March 30, 2000 | Commentary on Missile Defense
Far from being "the cornerstone of our strategic security," to quote administration officials, the ABM treaty has been forcing the United States to dumb down its missile defense programs for years. The treaty says neither party can "develop, test, or deploy ABM systems or components which are sea-based, air-based, space-based, or mobile land-based." That leaves only a fixed ground-based national missile defense, even though it will provide less effective protection than the systems prohibited by the treaty.
As a result, a missile-defense program known as Navy Theater Wide (NTW), which could be adapted relatively quickly and inexpensively into a national missile defense, is being constrained to comply with the treaty. The Pentagon has said NTW -- based on system that has been protecting U.S. ships from aircraft and cruise missiles since the 1970s -- could be upgraded easily enough to intercept longer-range ballistic missiles. But that requires testing what amounts to a sea-based national missile defense, which the treaty forbids.
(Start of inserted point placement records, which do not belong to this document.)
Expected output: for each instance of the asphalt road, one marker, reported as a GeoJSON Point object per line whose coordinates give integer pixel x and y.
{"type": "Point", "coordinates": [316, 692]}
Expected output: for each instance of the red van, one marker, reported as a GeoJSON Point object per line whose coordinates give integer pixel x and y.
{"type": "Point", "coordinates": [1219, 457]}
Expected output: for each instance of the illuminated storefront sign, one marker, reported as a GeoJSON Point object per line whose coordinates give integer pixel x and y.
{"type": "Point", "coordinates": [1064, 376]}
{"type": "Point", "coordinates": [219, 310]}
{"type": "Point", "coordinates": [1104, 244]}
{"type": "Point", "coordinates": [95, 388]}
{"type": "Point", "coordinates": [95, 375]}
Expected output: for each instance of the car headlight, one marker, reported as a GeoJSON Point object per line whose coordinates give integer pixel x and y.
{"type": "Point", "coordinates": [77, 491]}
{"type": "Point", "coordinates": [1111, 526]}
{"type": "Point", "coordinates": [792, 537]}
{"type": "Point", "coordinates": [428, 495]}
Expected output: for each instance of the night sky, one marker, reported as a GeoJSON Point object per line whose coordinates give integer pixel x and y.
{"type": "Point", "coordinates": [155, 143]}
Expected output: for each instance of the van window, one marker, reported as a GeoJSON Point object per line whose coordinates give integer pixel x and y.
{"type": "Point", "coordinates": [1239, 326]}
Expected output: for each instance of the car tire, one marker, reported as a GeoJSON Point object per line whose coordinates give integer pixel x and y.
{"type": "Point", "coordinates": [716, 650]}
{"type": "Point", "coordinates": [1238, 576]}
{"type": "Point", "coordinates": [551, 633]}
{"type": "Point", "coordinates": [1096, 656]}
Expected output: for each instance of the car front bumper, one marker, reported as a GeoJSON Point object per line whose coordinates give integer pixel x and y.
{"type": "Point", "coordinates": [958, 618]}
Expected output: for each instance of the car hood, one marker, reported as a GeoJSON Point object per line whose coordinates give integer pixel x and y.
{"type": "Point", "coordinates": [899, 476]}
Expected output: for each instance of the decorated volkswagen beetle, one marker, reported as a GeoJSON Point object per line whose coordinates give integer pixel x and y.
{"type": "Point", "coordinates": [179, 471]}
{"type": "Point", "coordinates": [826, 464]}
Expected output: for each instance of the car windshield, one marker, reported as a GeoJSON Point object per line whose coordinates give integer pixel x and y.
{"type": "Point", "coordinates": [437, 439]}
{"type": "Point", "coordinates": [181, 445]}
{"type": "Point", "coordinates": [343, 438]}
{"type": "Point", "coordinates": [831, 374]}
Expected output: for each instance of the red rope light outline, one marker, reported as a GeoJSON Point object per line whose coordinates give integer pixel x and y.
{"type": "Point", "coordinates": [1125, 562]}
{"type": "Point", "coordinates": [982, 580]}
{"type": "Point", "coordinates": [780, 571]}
An upgraded NTW would require the use of external sensors, such as the low-altitude satellite system known as Space-Based Infra-Red Sensor, to help track the launch and trajectory of incoming missiles. Such a system can help long-range missile interceptors based on Navy cruisers destroy incoming missiles relatively early in flight, when they are traveling more slowly and haven't released decoys designed to confuse interceptors.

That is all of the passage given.